Dans un discours samedi, l'ancien président Saleh a affirmé que "les Yéménites libres continueront à choisir l'option de la résistance tant que la coalition, conduite par l'Arabie saoudite, continuera à agresser leur pays et à privilégier le choix de la guerre".

"Tant que votre agression continuera, nous continuerons à résister", a surenchéri le leader rebelle Abdel Malek al-Houthi.

"L'ennemi a vécu dans l'illusion en se croyant capable de l'emporter en une semaine ou un mois", mais il s'est "enfoncé dans la boue", a-t-il ajouté à propos de la coalition arabo-sunnite conduite par l'Arabie saoudite.

- 'plan iranien' -

Côté gouvernemental, un éditorial diffusé par l'agence de presse pro-Hadi a affirmé que "la montée en puissance des miliciens Houthis cachait un plan iranien" visant non seulement le Yémen mais aussi les pays du Golfe.

Le conflit au Yémen a démarré après l'insurrection contre M. Saleh dans la foulée du Printemps arabe, en 2011.

S'estimant marginalisés, les Houthis, issus de l'importante minorité zaïdite (environ un tiers de la population) concentrée dans le nord, ont lancé une offensive fulgurante en 2014 qui leur a permis de s'emparer entre autres de la capitale Sanaa.

Le 26 mars 2015, l'Arabie saoudite et ses alliés ont déclenché une campagne de frappes aériennes contre les rebelles. Cette intervention a permis aux forces pro-Hadi de reprendre cinq provinces du sud, mais le nord et Sanaa restent toujours sous le contrôle des Houthis et de leurs alliés.
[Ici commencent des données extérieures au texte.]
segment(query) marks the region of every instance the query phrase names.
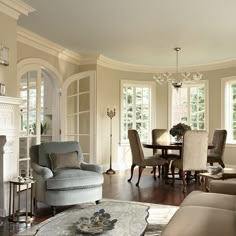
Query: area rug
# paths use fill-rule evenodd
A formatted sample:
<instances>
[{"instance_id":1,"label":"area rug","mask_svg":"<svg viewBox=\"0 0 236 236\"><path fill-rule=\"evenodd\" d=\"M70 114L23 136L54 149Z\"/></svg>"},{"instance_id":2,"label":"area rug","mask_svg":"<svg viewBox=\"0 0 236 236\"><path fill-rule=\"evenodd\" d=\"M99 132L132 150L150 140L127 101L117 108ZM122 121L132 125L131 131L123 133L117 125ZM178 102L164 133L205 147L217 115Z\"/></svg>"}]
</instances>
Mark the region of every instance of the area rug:
<instances>
[{"instance_id":1,"label":"area rug","mask_svg":"<svg viewBox=\"0 0 236 236\"><path fill-rule=\"evenodd\" d=\"M129 201L103 199L98 205L81 204L31 227L18 236L81 236L93 235L78 232L81 217L90 218L103 209L117 220L114 228L100 235L105 236L159 236L178 207Z\"/></svg>"}]
</instances>

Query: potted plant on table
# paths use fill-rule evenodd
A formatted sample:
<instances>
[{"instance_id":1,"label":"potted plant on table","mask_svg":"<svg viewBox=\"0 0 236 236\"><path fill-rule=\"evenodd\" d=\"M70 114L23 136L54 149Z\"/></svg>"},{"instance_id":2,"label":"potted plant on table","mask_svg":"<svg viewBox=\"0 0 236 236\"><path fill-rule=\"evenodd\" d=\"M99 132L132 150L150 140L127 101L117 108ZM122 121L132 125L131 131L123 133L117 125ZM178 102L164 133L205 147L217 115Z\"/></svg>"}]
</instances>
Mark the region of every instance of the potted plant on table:
<instances>
[{"instance_id":1,"label":"potted plant on table","mask_svg":"<svg viewBox=\"0 0 236 236\"><path fill-rule=\"evenodd\" d=\"M189 125L178 123L170 129L170 135L175 138L177 143L181 143L183 141L184 133L187 130L191 130L191 127Z\"/></svg>"}]
</instances>

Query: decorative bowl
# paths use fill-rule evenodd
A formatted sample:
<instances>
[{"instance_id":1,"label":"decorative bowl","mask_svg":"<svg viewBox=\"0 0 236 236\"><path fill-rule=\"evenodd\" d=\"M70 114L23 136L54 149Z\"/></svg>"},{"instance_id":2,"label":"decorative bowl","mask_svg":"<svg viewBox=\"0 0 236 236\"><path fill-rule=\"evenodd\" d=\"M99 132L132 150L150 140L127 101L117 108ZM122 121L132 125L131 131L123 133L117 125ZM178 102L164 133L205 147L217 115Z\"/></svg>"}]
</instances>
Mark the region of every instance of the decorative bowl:
<instances>
[{"instance_id":1,"label":"decorative bowl","mask_svg":"<svg viewBox=\"0 0 236 236\"><path fill-rule=\"evenodd\" d=\"M208 166L207 171L211 175L217 175L218 173L222 172L222 167L221 166Z\"/></svg>"},{"instance_id":2,"label":"decorative bowl","mask_svg":"<svg viewBox=\"0 0 236 236\"><path fill-rule=\"evenodd\" d=\"M107 230L114 229L117 219L110 220L110 218L110 214L101 209L90 218L81 217L76 225L76 231L89 235L101 234Z\"/></svg>"}]
</instances>

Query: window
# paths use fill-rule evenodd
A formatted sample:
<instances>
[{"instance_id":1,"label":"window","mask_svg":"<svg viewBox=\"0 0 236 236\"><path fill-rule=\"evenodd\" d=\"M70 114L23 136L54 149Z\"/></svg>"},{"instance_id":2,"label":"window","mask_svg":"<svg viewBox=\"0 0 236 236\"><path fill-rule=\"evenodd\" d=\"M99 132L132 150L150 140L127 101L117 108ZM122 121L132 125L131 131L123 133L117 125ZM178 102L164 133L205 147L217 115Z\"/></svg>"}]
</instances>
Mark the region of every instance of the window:
<instances>
[{"instance_id":1,"label":"window","mask_svg":"<svg viewBox=\"0 0 236 236\"><path fill-rule=\"evenodd\" d=\"M149 141L153 127L154 84L122 81L121 143L128 143L128 130L136 129L142 142Z\"/></svg>"},{"instance_id":2,"label":"window","mask_svg":"<svg viewBox=\"0 0 236 236\"><path fill-rule=\"evenodd\" d=\"M171 88L171 124L181 122L192 130L207 130L207 82L184 84L182 88Z\"/></svg>"},{"instance_id":3,"label":"window","mask_svg":"<svg viewBox=\"0 0 236 236\"><path fill-rule=\"evenodd\" d=\"M222 80L223 126L227 130L227 142L236 143L236 77Z\"/></svg>"}]
</instances>

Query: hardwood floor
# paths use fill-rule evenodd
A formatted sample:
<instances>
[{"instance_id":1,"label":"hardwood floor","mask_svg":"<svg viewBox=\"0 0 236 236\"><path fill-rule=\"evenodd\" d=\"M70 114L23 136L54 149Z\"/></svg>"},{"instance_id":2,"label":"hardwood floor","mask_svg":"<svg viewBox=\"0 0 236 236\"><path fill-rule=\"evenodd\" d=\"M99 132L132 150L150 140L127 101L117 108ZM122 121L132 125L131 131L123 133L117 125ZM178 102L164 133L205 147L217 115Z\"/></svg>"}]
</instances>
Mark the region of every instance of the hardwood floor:
<instances>
[{"instance_id":1,"label":"hardwood floor","mask_svg":"<svg viewBox=\"0 0 236 236\"><path fill-rule=\"evenodd\" d=\"M187 185L187 193L183 194L182 182L180 180L176 180L174 186L172 184L166 184L162 179L154 181L150 171L148 168L143 171L139 187L135 185L138 175L137 169L134 172L131 183L127 181L130 177L130 170L117 171L115 175L104 174L103 198L178 206L191 191L204 190L203 184L200 186L195 181L192 181ZM58 207L57 212L61 212L67 208ZM32 225L51 217L51 214L50 207L38 204L36 219ZM9 223L7 218L5 218L2 219L2 223L0 224L0 236L14 236L17 232L26 228L26 224Z\"/></svg>"}]
</instances>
Deux ans tout juste après l'intervention arabe, plus de 7.700 personnes, majoritairement des civils, ont été tuées et 40.000 blessées dans la guerre au Yémen. Le pays subit la pire crise humanitaire du monde, selon l'ONU qui s'inquiète notamment des risques de famine.

Les efforts de l'organisation pour trouver une solution politique sont au point mort, comme l'a constaté l'émissaire onusien Ismail Ould Cheikh Ahmed.
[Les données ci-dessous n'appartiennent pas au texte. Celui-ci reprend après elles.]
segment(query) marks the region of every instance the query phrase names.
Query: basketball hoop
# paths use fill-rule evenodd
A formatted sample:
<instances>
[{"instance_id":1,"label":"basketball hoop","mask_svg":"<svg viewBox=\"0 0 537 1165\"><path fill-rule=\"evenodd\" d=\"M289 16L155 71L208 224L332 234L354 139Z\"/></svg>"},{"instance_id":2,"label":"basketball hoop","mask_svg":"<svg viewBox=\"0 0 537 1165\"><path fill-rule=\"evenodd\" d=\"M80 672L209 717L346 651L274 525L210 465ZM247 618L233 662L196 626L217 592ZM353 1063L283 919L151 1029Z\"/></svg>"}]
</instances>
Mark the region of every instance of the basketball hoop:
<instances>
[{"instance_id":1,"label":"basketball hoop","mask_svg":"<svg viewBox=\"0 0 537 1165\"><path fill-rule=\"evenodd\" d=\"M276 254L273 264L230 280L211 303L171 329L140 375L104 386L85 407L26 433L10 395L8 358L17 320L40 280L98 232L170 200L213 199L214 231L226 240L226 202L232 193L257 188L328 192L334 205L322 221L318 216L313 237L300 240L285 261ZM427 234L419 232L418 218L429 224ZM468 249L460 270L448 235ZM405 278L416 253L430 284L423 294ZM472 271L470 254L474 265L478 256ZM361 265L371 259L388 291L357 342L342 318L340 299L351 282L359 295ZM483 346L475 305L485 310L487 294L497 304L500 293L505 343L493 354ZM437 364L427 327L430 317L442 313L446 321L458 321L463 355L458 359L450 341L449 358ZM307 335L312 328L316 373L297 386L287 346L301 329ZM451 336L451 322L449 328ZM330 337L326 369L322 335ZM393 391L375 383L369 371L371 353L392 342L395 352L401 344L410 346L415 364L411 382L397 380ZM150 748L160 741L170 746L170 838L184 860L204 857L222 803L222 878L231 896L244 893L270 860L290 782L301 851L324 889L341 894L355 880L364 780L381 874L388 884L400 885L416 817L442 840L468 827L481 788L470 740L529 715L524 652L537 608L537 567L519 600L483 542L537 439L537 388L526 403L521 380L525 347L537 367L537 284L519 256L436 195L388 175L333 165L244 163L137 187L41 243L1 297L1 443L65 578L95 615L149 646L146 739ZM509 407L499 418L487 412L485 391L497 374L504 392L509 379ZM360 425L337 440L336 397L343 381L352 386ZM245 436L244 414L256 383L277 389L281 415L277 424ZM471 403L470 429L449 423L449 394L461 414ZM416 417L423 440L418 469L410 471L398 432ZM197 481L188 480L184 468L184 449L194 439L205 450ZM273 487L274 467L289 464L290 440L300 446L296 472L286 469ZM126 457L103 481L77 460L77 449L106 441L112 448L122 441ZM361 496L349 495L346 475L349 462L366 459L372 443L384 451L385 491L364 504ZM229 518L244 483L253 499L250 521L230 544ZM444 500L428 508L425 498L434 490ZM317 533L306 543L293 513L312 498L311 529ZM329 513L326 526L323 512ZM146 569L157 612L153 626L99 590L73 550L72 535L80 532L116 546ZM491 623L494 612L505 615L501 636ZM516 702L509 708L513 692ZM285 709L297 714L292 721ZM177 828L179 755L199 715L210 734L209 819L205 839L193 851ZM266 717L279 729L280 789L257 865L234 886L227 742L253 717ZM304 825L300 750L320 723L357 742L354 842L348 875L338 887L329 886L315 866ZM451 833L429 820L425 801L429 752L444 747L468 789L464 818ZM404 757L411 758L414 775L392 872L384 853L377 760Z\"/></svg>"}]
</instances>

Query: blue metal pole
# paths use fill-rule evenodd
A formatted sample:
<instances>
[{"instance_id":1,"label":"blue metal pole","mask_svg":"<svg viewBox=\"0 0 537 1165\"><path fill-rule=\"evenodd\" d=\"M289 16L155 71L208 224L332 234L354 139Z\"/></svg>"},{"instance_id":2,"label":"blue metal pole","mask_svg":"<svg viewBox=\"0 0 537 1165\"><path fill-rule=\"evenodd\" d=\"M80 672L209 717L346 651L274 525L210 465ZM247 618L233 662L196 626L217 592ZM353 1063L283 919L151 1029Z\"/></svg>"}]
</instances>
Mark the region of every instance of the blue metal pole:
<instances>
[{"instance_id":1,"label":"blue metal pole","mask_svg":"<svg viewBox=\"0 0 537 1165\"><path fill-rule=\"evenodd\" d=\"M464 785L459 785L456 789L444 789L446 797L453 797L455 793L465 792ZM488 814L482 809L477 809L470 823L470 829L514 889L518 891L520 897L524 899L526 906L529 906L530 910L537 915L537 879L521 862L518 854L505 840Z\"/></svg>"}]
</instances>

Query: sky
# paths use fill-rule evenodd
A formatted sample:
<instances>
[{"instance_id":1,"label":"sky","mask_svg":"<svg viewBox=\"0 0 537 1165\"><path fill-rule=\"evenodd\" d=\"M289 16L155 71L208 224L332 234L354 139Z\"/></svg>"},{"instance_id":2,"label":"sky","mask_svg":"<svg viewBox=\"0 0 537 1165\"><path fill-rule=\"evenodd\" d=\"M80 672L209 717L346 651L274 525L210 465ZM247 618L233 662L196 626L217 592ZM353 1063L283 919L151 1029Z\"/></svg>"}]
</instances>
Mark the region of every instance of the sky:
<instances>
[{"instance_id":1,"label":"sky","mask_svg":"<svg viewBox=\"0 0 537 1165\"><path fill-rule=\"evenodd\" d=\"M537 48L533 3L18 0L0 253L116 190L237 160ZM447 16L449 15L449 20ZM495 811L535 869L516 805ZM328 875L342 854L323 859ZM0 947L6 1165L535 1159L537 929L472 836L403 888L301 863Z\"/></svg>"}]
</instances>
"Il est dommage aujourd'hui que les parties ne veuillent pas s'asseoir autour de la table" de négociations, a-t-il déclaré le 14 mars à Genève.

"Un des sujets qui nous préoccupe, c'est l'augmentation des opérations militaires", s'est-il également inquiété.

Sur le terrain, les lignes de front n'ont pas bougé de manière significative depuis la reprise de cinq provinces du sud aux rebelles pendant l'été 2015.

Les offensives lancées dans les provinces de Marib et de Taëz pour prendre en tenailles Sanaa, depuis l'est et le sud, patinent.

Les raids aériens de la coalition se poursuivent sur une base quasi-quotidienne, faisant parfois des victimes civiles.

Le seul front réellement actif est celui du sud-ouest, qui a permis aux forces pro-Hadi d'avancer en direction du port de Hodeida, sur la mer Rouge.

Outre les pertes dans les rangs des rebelles et des forces gouvernementales, 42 réfugiés somaliens ont été tués dans cette zone le 16 mars alors qu'ils fuyaient dans une embarcation frappée par une attaque. Un acte "pouvant constituer un crime de guerre", selon l'organisation Human Rights Watch.